"Tá bom, então sou a puta"

A ex-BBB Tessália Serighelli conta como virou a vilã da 10ª edição por ter ido com Michel pra baixo do edredom

Tessália Serighelli, em depoimento a Camila Brandalise Arte/UOL

Tá bom. Se eu sou a puta, eu vou ser a puta. Foda-se. Querem falar, que falem.

Não que isso tenha sido fácil de digerir. Mas qual era a opção? Brigar o resto da vida? Não tinha o que fazer. Aceitei.

Colocaram o selo de vagabunda na minha cara por uma coisa que eu não fiz. Se fosse para colocar algo, deveria ter sido posto na cara dele também. E, no fim, ainda carimbei a história toda quando fiz a Playboy [na capa da revista de março de 2010, Tessalia segura uma mangueira que jorra água em seu rosto]. Aceitei aquilo que me colocaram. Hoje não sei se teria aceitado. Teria brigado? Talvez.

Já tinham ido pra baixo do edredom em outras edições. A gente foi também. Era um beijo mais quente, uma pegação. Não bati uma pra ele, ele não bateu uma pra mim. Talvez tenha rolado uma mão devagar. Mas não muito mais do que isso.

Fui eliminada na terceira semana e não sabia por quê. Ah, eu era polêmica na internet. Era a mulher mais seguida no Twitter no Brasil, com 40 mil seguidores. Da minha personagem, a Twitess, umas pessoas gostavam, outras não. Achei que tinha saído por causa de alguma coisa da internet.

Minha mãe foi me abraçar no paredão e falou assim: "Você é a vilã, mas tá tudo bem". Só respondi: "Tá".

O [apresentador Pedro] Bial fez umas perguntas, e eu fui pra uma sala pra dar entrevista coletiva. Eu era uma menina da internet, famosinha, depois de um programa de TV. Chego numa sala com 20 jornalistas. "Tem uma polêmica, você sabe que a namorada do Michel falou uma coisa aqui fora?" "Não." "Mas você sabe que ele tinha namorada?" "Não."

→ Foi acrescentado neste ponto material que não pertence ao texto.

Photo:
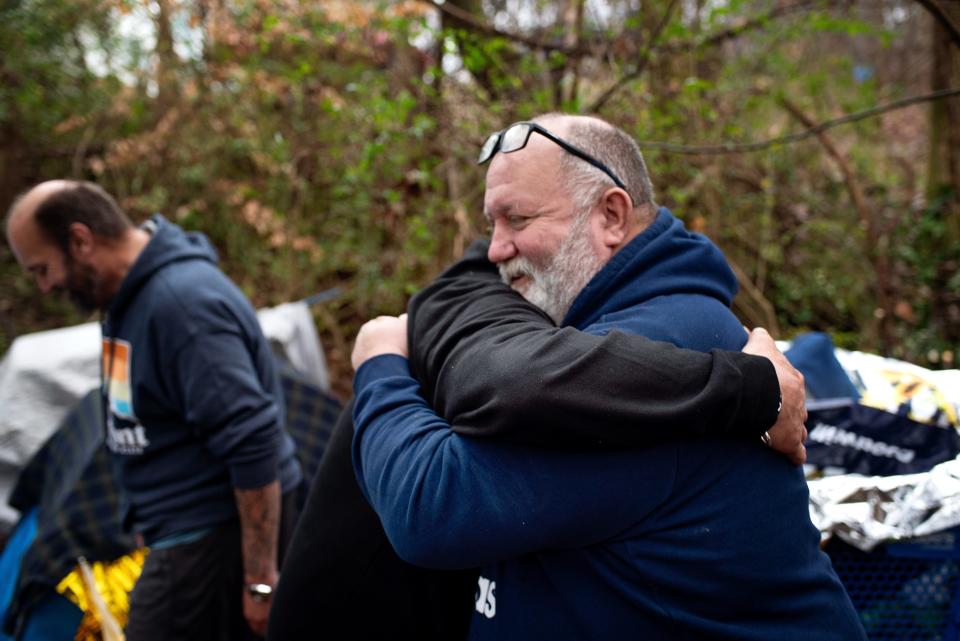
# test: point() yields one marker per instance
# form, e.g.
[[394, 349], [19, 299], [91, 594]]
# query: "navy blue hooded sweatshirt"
[[702, 540], [195, 402]]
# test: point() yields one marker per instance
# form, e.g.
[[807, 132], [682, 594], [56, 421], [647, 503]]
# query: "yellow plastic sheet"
[[113, 581]]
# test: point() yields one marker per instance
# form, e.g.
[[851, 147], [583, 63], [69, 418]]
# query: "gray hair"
[[611, 146]]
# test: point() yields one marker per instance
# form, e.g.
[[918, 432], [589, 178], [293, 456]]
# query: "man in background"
[[193, 408]]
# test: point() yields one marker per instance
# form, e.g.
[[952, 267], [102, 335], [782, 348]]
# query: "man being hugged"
[[701, 539], [193, 408]]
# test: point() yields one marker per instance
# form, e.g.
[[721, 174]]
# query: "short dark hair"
[[80, 202]]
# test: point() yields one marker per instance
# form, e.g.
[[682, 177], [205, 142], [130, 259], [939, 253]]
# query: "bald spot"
[[24, 207]]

"E quando você fez o sexo oral embaixo do edredom?"

"Quê?"

Arte/UOL

Mangueira da Playboy

No momento em que eu e o Michel começamos a ficar no programa, a ex-namorada dele aqui fora falou que ele tinha pedido ela em casamento na Disney, que estava traindo, que era o noivo dela. Acho que as pessoas não esclarecem muito bem os relacionamentos, sabe? Fica: "Ah, vamos ficar em aberto, dar um tempo pra ver o que rola".

Pra mim ele disse que os dois tinham dado um tempo. Se alguém estava traindo era ele, né? Mas o público do sofá me viu como aquela que roubou o namorado. A puta. Foi por isso que saí.

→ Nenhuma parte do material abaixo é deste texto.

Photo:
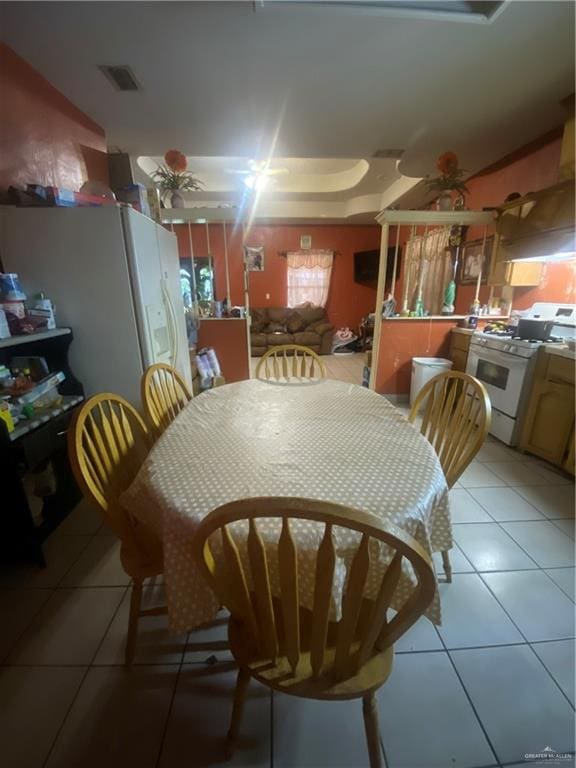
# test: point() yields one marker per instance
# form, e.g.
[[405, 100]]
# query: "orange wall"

Minha prima disse que a Playboy queria que eu fizesse a capa. Perguntei: "Mas eu? Por quê?" "Porque a polêmica de você ter feito sexo embaixo do edredom ficou atraente."

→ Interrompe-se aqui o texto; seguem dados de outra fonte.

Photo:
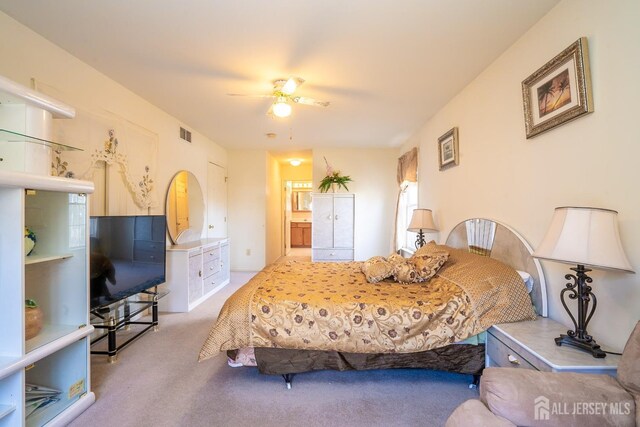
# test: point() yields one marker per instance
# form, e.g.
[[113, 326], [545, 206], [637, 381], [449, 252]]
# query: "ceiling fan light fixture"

No Big Brother pagam cachê por semana. Não posso falar quanto por causa do contrato, mas era pouco. Com o cachê da Playboy, dei entrada em dois apartamentos em Curitiba. Era o valor de um apartamento à vista na época.

Não sei se faria a revista hoje. Foi com o [fotógrafo J.R.] Duran, já tinha visto as coisas dele, sempre de muito bom gosto. A capa é essa coisa bem chamativa [a mangueira jorrando água era uma referência ao sexo oral]. Só que, naquele ponto, eu era a vilã. Era minha única oportunidade de ganhar dinheiro. Vou passar o resto da minha vida brigando? Não queria que fosse meu discurso, é um papo que queria que passasse.

Eles me mostraram a capa quando já estava na impressão. Não tinha como dizer não. Fiquei meio sem ter o que fazer. Teria escolhido outra, com certeza. Mas naquele momento me sentia sem poder de falar nada. Pensei: "Eu estou vendendo a imagem da Tessália que fez um boquete embaixo do edredom. Se não for assim, não vou ser paga."

"Ô, boqueteira!"

Me xingavam muito. A gente, os ex-BBBs, fazia muito evento junto. Teve um show da Ivete Sangalo em Minas Gerais, estávamos em uns 10 big brothers, e o povo em volta. A gente estava passando por um lugar e... "Ô, boqueteira!" Isso aconteceu várias vezes.

Era violento. Psicologicamente era violento mesmo. Eu passava de cabeça erguida, mas lá no fundo era: por que isso continua?

Se tivesse sido um dia e passado... Mas não. As pessoas atrelarem você a isso, rotularem você disso... Tanta coisa que a gente fala e faz e acaba expressando o que a gente é. Big Brother é um titico do que a gente é. É uma foto, um frame.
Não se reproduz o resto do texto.